'What is the proper way to handle time synchronization when generating sequential events?
The program I am working on generates timestamped sequential events with milliseconds precision.
E.G.
event_1 at time 2022-04-27T12:00:00.000000-04:00
event_2 at time 2022-04-27T12:00:00.001000-04:00
event_3 at time 2022-04-27T12:00:00.002000-04:00
etc...
The problem I am facing is that, as the system performs a time synchronization via NTP, it is possible for the system clock to "go back in time".

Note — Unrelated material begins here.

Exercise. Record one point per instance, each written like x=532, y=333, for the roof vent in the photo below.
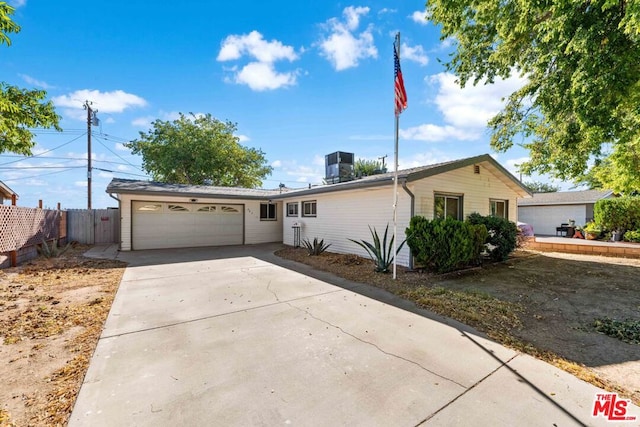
x=338, y=167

In rare circumstances, this might create a situation where an event that should logically be generated after another to be timestamped before it.
E.G.
event_1 at time 2022-04-27T12:00:00.000000-04:00
event_2 at time 2022-04-27T12:00:00.002000-04:00
TimeSync at this point
event_3 at time 2022-04-27T12:00:00.001000-04:00
etc...
Later on, when another system consumes these events (most likely to generate a report), if they assert the logical order of the events from their timestamps, it will fail since it'll appear as event_3 happened before event_2, which wouldn't be correct.
I was wondering what would be the correct way to tackle this issue.
Currently, if multiple events happen under a milliseconds of each other (which is possible), we doctor their timestamps to artificially give them that milliseconds difference/precision after their previous one. This has the side effect of protecting us from the above undesired behavior until the system slows down long enough for the real clock to "catch up" to our doctored timestamps.
Another obvious solution would be to give each event a unique sequential number independent from their timestamps. The problem here is that the domain/standard we are implementing doesn't support this sequential id, so most likely, if we need to interface with a vendor, we'll end up with the same issue.
For context, these timestamps are generated using boost library in C++.